The FCA notes that it will continue its thematic work with reviews of e-money and new payment methods planned, along with some follow up work on AML controls over high risk/PEP customers in smaller banks.
10. Consumer credit
On 1 April 2014 the FCA will take over the regulation of consumer credit from the OFT, including the supervision of those "consumer credit financial institutions" that fall under the MLR but are not authorised firms. The FCA plans to publish detailed proposals about its regulation of this sector in the autumn.
11. Financial Action Task Force
In the Newsletter, the FCA highlights the recent publication by FATF of best practices papers on PEPs, repayment products and services, targeted financial sanctions related to terrorist financing, and financial provisions relating to the proliferation of weapons of mass destruction.
The FCA also notes that the UK is likely to be assessed in the FCA's fourth round of mutual evaluations in 2016.
12. Fourth Money Laundering Directive
The proposed Fourth Money Laundering Directive ("4MLD") remains under negotiation at EU level. The FCA is supporting HM Treasury in negotiating 4MLD through European Council working groups.

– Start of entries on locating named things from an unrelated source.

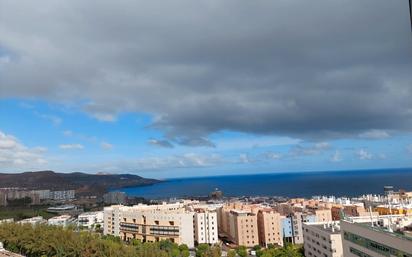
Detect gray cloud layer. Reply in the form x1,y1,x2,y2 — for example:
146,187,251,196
0,0,412,140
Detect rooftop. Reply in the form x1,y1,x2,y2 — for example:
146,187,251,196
304,222,340,234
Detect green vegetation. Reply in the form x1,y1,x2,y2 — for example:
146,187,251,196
196,244,222,257
0,223,221,257
0,223,304,257
0,205,56,221
256,244,305,257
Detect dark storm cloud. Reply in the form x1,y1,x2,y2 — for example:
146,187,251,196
148,139,173,148
0,0,412,141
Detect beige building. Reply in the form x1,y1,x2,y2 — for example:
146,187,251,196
103,203,194,247
193,210,219,244
341,218,412,257
186,204,220,244
229,210,259,247
257,209,283,247
303,222,346,257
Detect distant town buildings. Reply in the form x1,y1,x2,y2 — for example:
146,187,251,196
77,211,104,229
47,215,76,227
18,216,47,226
0,188,75,206
103,191,127,204
303,222,344,257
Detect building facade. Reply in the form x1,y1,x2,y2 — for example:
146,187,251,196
77,211,104,229
193,209,219,244
103,203,194,248
257,210,283,247
303,222,344,257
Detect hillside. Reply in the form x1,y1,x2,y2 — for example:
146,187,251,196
0,171,159,194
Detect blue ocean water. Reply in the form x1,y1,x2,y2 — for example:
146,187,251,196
120,168,412,199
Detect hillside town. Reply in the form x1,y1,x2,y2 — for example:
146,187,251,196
0,186,412,257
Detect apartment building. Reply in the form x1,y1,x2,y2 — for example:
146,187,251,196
257,208,283,247
50,190,75,201
303,222,343,257
47,215,76,227
281,213,304,244
104,203,194,247
193,209,219,244
17,216,47,226
229,210,259,247
341,220,412,257
77,211,104,229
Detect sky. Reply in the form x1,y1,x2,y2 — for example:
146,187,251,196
0,0,412,178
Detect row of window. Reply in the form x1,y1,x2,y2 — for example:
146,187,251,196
343,231,412,257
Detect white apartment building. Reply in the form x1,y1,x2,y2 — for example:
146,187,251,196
341,220,412,257
103,203,195,248
47,215,75,227
18,216,46,225
193,210,219,244
303,222,346,257
77,211,104,229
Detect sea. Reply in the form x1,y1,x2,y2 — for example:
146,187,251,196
116,168,412,199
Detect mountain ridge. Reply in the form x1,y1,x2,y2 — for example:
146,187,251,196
0,170,160,193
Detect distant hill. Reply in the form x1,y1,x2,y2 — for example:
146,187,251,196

In the Newsletter, the FCA also highlights the importance of the guidance to be issued by the European Supervisory Authorities ("ESAs") which will support 4MLD. This includes guidance on key aspects of the customer due diligence process, administrative sanctions and a risk based approach to supervision, technical standards on the measures firms should take where a third country's legislation does not permit the application of equivalent AML/CTF measures, the provision of an opinion on AML/CTF risks facing the European internal market, and the collection, analysis and dissemination of information in relation to non-equivalent third countries.
The FCA is a member of the Anti-Money Laundering Committee ("AMLC"), a sub-committee of the joint committee of the ESAs, and the AMLC is currently chaired by a senior FCA employee. One would hope, therefore, that the FCA will be in a good position to provide input on these very important aspects – the draft guidelines on aspects of customer due diligence (including new guidelines in relation to simplified due diligence) are likely to be of significant importance to the UK financial sector. Neither the AML Report nor the Financial Crime Newsletter gives any colour on the substance of the discussions on these important issues.
In terms of timing, the Newsletter appears to envisage that the Directive will come into force in late 2015, with the technical guidelines to be delivered within two years thereafter. If adopted, 4MLD will be transposed into UK legislation through new money laundering regulations.